Mwai Kibaki, the Kenyan president, has said he will convene an urgent regional summit to discuss the worsening situation in Somalia.
"As a country we are also keen on experiencing regional peace and stability. It is for this reason that I wish to appeal for peace in the Horn of Africa," he said in a New Year message.
"As chairman of IGAD [Intergovernmental Authority on Development], I will be convening an IGAD summit early in the new year in order to urgently discuss the unfolding events in Somalia."
IGAD is an East African group comprising Kenya, Sudan, Uganda, Ethiopia, Eritrea, Djibouti and Somalia.
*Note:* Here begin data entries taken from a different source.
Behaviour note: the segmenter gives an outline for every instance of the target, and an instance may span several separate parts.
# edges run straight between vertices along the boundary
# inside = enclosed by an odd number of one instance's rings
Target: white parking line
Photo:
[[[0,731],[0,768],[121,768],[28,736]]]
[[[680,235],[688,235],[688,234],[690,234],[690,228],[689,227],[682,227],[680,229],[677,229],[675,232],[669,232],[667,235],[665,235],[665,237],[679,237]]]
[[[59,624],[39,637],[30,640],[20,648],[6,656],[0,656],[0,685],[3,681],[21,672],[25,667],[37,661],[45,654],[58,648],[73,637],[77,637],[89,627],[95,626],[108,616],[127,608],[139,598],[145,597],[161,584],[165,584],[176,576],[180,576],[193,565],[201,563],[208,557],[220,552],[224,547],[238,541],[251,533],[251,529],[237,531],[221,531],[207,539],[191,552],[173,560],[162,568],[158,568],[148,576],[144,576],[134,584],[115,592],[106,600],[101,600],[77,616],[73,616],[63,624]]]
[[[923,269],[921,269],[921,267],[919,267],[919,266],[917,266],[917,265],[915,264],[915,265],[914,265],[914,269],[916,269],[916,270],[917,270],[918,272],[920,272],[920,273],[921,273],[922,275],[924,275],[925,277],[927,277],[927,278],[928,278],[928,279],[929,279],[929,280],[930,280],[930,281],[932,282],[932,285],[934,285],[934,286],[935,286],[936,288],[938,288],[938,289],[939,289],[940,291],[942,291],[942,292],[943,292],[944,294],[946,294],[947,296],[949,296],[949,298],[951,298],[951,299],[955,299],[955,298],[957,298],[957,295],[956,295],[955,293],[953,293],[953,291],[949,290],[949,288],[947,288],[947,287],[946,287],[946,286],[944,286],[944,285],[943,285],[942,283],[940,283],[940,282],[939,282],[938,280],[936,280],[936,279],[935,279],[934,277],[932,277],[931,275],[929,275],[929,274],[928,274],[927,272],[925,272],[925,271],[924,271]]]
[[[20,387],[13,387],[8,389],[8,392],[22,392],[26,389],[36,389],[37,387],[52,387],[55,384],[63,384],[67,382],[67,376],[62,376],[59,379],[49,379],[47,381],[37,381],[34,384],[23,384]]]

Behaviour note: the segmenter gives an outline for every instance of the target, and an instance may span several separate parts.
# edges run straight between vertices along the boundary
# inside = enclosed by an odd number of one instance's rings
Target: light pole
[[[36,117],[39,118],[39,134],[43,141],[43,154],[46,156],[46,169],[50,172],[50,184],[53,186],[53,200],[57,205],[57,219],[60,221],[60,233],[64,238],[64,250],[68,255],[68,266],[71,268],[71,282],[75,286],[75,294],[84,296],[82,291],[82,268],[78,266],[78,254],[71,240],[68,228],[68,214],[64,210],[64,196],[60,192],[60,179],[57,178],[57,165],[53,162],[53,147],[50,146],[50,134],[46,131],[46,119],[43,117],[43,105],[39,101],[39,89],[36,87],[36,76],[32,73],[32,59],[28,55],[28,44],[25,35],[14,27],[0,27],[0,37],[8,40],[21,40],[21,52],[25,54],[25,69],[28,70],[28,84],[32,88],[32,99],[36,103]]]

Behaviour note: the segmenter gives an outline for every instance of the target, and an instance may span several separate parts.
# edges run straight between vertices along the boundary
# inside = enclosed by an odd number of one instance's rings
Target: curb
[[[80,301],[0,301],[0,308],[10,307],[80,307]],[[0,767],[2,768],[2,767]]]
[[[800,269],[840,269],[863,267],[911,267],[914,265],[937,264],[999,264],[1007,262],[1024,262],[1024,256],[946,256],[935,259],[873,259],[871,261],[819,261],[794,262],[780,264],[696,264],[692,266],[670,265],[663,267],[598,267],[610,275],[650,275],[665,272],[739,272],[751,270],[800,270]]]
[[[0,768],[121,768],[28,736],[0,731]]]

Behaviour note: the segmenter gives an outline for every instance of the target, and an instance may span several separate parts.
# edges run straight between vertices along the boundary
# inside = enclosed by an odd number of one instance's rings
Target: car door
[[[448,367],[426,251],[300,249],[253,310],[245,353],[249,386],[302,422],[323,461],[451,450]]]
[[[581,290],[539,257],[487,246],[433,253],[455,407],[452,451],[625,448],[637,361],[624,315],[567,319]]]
Kibaki did not give a date for the summit that comes after Kenyan diplomats made a failed attempt last week to avert the latest stage of the conflict by inviting Somali Islamic courts leaders to secret talks in Nairobi.
He said: "We don't want people to continue fighting, what are they fighting for ... in the end it all, you will see people dead."
Ongoing assault
The Kenyan leader spoke as Somali government forces backed by Ethiopian troops and tanks attacked Islamic courts fighters near their final stronghold town of Kismayo in the south, about 500km south of the capital Mogadishu.
The militia's commanders conceded on Sunday that government and Ethiopian troops, backed by tanks and trucks, had taken control of Jilib township, about 100km north of Kismayo.
Kenya, which mediated the convoluted peace talks that ended in the creation of the Somali interim government in 2004, faces the prospect of receiving additional Somali refugees.